Rough description of how it works:

  1. input table is stored in temporary DB
  2. loop over original rows
    current row is stored in Flow Variables
    rows to compare against are stored in table (after step 3)
  3. DB Query to get current state of table
    optimisations: queries rows that have not been cleared or checked before; skips on empty table; skips if current row is cleared; (same as Python script)
  4. checks cases (this is the ugly part; hidden in the Metanode)
  5. skips iteration if no match is found
  6. matching rows are sorted to original order, then filtered down to 1 row to make sure only pairs are changed
  7. current row is added to table, both rows are set to cleared="Yes" via Rule Engine
  8. updates status of the pair
  9. after Loop End, final table is queried from the DB



row_comparison.knwf (142.9 KB)

5 Likes

Nice one @Thyme . Using a DB Join is definitely an alternative when we want to compare data with multiple rows. The join is doing the loop for you. I just did not have the “Thyme” to explore this. It’s a 116-posts trying to get this to work for 1 method :smiley: Rules were changed, rules were added, rules needed clarifications, sample data was changed… Just did not have the energy to try something else.

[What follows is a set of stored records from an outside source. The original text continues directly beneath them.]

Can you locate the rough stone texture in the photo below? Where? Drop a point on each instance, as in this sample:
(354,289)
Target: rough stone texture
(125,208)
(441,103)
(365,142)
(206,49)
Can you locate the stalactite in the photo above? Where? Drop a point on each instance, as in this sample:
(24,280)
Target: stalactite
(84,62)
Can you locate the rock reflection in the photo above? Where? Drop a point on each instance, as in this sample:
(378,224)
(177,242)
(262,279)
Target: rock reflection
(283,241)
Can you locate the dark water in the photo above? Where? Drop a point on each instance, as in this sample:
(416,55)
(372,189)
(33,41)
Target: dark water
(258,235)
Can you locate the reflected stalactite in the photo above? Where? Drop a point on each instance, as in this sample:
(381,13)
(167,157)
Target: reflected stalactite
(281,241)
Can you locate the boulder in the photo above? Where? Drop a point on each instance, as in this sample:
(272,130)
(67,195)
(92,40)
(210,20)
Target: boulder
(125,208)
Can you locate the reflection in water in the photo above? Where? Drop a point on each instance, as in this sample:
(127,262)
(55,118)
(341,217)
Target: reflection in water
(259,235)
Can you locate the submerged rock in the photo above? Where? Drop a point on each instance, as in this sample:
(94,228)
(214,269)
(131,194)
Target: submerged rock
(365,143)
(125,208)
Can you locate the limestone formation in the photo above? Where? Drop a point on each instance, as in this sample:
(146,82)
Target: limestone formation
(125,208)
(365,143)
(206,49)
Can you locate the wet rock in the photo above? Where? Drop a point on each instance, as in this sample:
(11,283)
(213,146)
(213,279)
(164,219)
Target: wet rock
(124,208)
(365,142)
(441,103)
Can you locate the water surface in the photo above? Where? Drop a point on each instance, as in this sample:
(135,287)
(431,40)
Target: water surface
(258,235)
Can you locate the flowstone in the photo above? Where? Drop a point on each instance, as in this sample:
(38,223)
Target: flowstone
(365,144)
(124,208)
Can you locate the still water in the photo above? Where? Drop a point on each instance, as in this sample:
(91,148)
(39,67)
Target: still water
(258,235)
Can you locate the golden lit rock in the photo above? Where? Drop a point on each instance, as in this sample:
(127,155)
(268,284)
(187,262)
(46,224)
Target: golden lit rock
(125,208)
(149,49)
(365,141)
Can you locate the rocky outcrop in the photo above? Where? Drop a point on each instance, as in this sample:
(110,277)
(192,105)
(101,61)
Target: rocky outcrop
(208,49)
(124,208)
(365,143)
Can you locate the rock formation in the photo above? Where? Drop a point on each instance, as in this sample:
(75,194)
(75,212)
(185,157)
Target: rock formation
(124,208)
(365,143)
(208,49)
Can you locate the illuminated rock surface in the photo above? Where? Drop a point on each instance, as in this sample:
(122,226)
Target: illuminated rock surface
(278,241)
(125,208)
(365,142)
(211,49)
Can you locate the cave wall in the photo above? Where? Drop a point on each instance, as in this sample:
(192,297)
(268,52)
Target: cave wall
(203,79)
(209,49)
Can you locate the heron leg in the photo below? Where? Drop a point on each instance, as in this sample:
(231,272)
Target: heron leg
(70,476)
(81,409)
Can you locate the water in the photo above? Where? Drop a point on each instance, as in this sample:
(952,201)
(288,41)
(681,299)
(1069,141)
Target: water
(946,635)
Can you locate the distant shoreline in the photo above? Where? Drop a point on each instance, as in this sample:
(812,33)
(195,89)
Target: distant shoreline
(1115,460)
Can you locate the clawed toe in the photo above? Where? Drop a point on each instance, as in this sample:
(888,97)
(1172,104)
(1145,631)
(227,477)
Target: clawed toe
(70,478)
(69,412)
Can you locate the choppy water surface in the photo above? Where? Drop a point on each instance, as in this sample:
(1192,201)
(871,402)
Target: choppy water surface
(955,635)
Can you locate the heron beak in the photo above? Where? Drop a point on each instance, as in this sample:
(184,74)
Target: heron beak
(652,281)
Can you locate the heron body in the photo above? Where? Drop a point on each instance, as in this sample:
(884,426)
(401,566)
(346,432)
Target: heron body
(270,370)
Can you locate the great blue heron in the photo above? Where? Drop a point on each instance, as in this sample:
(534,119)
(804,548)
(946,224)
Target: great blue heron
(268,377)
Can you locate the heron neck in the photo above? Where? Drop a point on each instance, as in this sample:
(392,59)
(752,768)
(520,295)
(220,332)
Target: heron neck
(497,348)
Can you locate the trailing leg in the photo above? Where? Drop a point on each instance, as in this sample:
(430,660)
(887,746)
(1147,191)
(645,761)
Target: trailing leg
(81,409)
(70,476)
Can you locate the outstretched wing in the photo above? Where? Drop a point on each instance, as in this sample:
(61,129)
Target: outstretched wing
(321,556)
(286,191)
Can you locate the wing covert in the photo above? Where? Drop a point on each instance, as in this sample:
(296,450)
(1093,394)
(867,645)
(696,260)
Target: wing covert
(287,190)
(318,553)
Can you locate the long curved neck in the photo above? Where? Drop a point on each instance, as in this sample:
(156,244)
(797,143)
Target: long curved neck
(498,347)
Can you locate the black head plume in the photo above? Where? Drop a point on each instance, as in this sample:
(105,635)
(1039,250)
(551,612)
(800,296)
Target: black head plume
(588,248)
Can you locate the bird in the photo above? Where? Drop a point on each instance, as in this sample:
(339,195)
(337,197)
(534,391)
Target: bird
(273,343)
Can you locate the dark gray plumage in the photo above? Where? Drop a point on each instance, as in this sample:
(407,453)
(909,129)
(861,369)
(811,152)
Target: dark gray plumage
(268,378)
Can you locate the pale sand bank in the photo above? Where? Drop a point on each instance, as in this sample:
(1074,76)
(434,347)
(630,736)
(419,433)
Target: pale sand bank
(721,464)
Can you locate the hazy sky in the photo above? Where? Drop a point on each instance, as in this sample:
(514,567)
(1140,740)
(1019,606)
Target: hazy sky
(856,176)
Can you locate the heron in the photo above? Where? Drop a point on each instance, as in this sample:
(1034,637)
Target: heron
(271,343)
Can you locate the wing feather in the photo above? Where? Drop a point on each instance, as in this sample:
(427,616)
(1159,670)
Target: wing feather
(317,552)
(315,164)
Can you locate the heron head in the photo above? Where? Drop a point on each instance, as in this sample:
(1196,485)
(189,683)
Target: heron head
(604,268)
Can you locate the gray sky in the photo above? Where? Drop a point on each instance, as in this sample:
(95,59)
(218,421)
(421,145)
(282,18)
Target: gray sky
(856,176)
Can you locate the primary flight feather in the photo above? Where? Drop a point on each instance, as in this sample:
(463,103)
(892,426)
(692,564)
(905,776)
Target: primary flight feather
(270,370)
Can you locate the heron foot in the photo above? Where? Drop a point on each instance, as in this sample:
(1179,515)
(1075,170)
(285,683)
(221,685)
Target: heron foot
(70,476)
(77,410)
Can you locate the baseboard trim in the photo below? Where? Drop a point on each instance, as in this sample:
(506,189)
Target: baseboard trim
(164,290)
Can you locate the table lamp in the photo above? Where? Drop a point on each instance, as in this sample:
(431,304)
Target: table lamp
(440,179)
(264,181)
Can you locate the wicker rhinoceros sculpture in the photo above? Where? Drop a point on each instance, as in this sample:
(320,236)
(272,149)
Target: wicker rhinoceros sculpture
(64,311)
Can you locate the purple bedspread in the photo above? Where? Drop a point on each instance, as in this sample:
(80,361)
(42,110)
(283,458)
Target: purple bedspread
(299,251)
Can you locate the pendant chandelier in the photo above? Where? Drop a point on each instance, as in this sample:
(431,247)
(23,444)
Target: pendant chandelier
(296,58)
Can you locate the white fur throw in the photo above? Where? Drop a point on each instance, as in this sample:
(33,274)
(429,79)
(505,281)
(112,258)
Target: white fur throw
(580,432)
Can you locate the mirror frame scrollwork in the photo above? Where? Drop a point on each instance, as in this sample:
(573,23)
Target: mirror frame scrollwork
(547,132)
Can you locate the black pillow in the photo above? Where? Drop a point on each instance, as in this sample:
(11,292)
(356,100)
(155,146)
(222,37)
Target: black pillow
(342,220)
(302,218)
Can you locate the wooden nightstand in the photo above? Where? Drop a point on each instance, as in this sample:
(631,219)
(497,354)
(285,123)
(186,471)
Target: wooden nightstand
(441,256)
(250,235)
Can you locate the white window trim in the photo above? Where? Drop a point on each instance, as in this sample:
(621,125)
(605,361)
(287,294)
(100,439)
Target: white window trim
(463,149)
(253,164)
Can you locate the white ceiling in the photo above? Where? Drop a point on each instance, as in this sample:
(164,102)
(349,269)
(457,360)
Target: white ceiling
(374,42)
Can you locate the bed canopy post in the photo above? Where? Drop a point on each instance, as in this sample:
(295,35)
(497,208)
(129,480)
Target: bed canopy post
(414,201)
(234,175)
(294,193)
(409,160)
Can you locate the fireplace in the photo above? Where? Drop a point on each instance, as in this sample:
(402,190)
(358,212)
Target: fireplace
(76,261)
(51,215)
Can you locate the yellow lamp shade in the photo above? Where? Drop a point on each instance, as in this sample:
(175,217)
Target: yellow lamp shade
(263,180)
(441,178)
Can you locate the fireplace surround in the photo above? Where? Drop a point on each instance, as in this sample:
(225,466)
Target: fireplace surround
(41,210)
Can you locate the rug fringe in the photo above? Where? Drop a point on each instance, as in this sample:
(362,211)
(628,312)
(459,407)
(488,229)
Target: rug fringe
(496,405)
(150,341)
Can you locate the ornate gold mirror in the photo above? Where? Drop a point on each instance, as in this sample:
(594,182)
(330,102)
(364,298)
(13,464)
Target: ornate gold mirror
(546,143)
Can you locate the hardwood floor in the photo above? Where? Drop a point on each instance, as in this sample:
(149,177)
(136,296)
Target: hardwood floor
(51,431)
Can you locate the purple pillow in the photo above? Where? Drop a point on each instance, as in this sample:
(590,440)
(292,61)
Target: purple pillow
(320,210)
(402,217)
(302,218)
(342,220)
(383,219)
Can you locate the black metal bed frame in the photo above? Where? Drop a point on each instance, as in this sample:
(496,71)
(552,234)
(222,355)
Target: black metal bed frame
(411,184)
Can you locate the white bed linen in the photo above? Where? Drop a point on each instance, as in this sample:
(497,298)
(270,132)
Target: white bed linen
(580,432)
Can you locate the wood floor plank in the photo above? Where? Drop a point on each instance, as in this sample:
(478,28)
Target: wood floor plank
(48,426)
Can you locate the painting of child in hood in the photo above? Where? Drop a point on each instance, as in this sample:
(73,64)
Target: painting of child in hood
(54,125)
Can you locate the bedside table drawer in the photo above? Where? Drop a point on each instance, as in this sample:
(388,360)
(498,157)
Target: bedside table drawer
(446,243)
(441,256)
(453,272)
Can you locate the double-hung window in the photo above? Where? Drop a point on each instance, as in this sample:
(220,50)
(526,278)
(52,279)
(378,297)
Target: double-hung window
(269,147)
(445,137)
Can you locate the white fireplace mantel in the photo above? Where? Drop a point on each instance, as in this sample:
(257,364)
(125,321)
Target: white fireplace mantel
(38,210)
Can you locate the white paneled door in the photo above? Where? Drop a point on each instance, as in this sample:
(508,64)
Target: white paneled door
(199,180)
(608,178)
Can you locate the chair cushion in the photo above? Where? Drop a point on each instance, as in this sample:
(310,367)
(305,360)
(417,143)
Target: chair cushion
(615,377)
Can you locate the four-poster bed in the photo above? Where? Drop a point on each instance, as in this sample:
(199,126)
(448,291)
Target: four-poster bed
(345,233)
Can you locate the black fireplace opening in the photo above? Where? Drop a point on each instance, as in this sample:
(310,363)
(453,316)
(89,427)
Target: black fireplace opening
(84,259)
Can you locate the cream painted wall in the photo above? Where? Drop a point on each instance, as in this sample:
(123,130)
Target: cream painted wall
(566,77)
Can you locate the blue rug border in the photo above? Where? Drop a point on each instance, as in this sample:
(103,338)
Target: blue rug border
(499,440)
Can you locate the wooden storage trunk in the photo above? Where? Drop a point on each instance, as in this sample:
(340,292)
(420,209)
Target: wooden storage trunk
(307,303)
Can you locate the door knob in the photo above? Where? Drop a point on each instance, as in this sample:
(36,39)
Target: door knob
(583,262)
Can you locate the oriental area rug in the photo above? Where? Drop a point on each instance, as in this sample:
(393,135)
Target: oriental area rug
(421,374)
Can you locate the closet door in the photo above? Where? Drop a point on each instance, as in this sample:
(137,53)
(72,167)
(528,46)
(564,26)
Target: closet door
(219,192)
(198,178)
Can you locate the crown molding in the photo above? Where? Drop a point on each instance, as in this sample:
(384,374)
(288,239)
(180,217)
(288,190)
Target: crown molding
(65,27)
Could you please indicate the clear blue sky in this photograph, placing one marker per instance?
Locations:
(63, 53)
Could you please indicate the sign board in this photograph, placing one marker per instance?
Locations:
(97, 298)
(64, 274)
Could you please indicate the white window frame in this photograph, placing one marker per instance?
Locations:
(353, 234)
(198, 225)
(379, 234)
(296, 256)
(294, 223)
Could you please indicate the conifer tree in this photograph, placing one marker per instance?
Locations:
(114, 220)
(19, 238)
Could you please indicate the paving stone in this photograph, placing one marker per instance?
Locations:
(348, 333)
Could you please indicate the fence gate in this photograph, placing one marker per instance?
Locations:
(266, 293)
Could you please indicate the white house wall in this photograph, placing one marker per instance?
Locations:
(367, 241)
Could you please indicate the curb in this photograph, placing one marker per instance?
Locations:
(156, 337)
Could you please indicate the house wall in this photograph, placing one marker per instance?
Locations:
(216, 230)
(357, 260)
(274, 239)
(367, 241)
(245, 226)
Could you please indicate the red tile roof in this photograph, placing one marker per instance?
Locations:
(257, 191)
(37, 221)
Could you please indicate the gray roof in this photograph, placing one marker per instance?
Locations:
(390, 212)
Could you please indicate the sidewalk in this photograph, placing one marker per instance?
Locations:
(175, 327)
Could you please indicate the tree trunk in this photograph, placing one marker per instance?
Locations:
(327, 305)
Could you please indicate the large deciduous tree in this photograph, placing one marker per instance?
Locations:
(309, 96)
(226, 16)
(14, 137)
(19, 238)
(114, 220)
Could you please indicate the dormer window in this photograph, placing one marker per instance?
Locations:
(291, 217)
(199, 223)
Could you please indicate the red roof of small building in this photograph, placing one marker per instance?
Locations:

I’m glad that someone did it that way too.

2 Likes

Yeah, I’ve been following this thread loosely since the beginning. It’s been quite a ride. :sweat_smile:

We could definitely let the DB do the case checking for us, but I didn’t want to node golf this. Other people need to be able to wrap their head around it after all!
Using an H2 DB is a neat big trick, which been a lot easier to learn than recursive loops. Thank you for showing me that one @bruno29a =)

4 Likes

thanks a lot @Thyme.

But as of now it is working fine with python script node. if required i will use the above workflow also.

Thanks.

So @Abhiram … is it resolved?

Hi @bruno29a ,

As of now i am following your approach, it is working.

As i am new to data analyst,
Can you help me that which things could need to be learn so that i can be strong in Data analyst. like i need to learn more on python as well as other tools(Knime etc) so can you suggest any ideas?

Hi @Abhiram , you can mark it as resolved by marking a post as solution. That way other users can easily find the solution, and the thread can be closed.

Regarding ways how you can learn Knime, what @iCFO suggested in your other thread is more or less what I would suggest too. @iCFO really did a good job there by giving different ways to do this

At least you are coming from Alteryx. I’ve not used any of these tools before. I’ve used Knime for about 1.5 years so far, and been active on the forum for just over a year (exactly 13 months). But Knime allowed me to do things that I have been doing manually for years, so I got very interested in it, and consequently, I used it heavily when I found out about it. In 2-3 weeks of using it, I learned about 90% of what I currently know. Like anything else in life, “practice makes perfect”.

2 Likes

@Abhiram Please select Brunos post as solution if you’re using his Python script. :slight_smile:

Speaking of solutions, here’s another one, using Recursive Loops:
It uses the same “kernel” for finding matching rows, with a minor modification. It uses fewer nodes and I can see it being faster than both the H2 version and the Python script, but for maintenance reasons, the Python solution is the one to go with.

How it works:

  1. split off first row (+turn it into Flow Variables to compare against other rows)
  2. find matches
    if there’s a match:
    a) first matching row scoots over to first row
    b) both rows status is set to “Yes”
  3. first row (and its match) are collected in the Loop End
  4. remaining rows go to step 1


row_comparison.knwf (282.4 KB)

1 Like

Thanks @Thyme for another solution or process

1 Like

This topic was automatically closed 7 days after the last reply. New replies are no longer allowed.